Internal company documents recently obtained by Reuters and published as a comprehensive report show that J&J had conducted at least three different tests at three separate labs between 1972 and 1975 on its baby powder, all of which showed that it contained asbestos. But J&J failed to report this pertinent information to U.S. Food and Drug Administration (FDA), and has continued to sell its baby powder as "safe."
Not only has J&J continued to claim all these years that its baby powder is perfectly safe, but it has even gone so far as to claim that it's "asbestos-free" – which is a flat-out lie.

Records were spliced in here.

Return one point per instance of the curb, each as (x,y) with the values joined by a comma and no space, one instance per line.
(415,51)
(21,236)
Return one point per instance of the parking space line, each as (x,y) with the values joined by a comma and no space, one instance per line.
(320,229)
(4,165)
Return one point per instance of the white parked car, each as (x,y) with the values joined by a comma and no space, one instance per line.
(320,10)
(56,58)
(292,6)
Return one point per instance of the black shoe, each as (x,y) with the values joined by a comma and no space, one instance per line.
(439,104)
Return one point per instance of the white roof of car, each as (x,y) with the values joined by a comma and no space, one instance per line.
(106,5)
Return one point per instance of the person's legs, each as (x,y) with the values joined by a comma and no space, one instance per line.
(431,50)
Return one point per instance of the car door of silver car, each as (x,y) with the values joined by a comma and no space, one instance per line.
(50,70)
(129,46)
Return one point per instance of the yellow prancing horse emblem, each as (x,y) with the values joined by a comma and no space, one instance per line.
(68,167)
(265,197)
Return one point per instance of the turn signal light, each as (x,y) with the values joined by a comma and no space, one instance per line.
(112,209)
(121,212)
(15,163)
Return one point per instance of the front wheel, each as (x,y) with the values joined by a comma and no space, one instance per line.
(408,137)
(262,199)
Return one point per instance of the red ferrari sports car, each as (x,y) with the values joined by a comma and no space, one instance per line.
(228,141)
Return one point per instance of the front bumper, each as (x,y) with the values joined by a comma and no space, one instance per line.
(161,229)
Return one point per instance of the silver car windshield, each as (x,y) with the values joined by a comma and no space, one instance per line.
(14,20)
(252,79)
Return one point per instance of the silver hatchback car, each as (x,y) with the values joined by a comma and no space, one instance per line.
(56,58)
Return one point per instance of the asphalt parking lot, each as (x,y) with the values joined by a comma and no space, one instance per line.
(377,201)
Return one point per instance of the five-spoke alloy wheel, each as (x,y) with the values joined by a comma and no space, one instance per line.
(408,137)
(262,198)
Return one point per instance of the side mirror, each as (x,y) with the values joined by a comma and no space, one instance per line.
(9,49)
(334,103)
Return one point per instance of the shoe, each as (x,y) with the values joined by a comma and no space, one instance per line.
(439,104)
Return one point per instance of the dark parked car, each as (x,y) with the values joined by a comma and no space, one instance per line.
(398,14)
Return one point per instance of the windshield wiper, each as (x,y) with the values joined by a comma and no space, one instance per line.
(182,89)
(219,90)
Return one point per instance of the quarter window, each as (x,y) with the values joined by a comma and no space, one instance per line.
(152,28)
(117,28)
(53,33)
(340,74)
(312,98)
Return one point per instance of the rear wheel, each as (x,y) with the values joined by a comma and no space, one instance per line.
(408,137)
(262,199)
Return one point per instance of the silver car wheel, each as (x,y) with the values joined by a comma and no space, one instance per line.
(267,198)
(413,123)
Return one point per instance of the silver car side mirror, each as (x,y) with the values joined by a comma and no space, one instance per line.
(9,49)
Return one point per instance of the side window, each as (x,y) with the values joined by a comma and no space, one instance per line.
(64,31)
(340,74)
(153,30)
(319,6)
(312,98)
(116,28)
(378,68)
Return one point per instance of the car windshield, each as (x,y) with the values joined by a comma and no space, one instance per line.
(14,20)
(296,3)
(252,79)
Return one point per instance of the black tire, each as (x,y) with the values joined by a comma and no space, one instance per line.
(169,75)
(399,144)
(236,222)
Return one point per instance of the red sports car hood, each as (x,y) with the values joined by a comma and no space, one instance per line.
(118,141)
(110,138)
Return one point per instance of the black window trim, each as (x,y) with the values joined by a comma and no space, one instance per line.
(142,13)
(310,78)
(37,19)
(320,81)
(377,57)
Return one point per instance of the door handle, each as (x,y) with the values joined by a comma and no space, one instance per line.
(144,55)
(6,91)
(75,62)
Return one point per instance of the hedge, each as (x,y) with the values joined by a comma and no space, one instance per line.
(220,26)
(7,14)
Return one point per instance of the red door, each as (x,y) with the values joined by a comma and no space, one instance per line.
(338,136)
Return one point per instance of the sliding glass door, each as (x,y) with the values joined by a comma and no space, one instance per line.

Meanwhile, young children all across the country have been coming down with asbestos-related cancers like mesothelioma that, prior to this report's release, couldn't be traced.
But now the truth has come out, and people like Darlene Coker, a victim of J&J's cruel deception, are seeking justice. The 52-year-old mother of two daughters struggles to breathe and suffers crippling pain on a daily basis, which she attributes to the "poisonous talc" that both she and her daughters were exposed to throughout much of her life.
When Coker tried to sue J&J back in 1999, having put two and two together on her own prior to this report's release, J&J of course denied the claims. The company also refused to hand over the now-revealed test results showing that its baby powder contained asbestos, so Coker was forced to drop the lawsuit as she lacked the proof she needed.
Two decades later, however, and Coker has finally obtained the proof she needs – and it's just the beginning for J&J, which is now facing some 11,700 lawsuits from children and parents who developed cancer after being exposed to J&J baby powder.
Reuters found that J&J company executives, mine managers, scientists, doctors, and lawyers have all known for decades that J&J baby powder is toxic, but failed to report any of this either to regulators or to the public. What's worse is they actually fought against efforts by regulators to limit asbestos levels in talc products, further deceiving the public and exposing untold millions of babies to cancer-causing poisons.
And it's hardly the first time that J&J has engaged in widespread deception, as we reported back in 2013 that J&J was forced to pay $2.2 billion in damages for making false claims about its other products, including deadly prescription drugs that it illicitly peddled to nursing homes.
Concerning J&J's baby powder, there's evidence to suggest that the company knew about asbestos-contaminated talc even before 1972 – going back as far as 1957 when reports by a consulting lab showed that it contained fibrous and "acicular," or needle-like, tremolite, which is one of the six naturally-occurring minerals that are classified as asbestos.
"When people really understand what's going on, I think it increases J&J's exposure a thousand-fold," says Mark Lanier, a lawyer representing another woman who's suing J&J over its cancer-causing baby powder.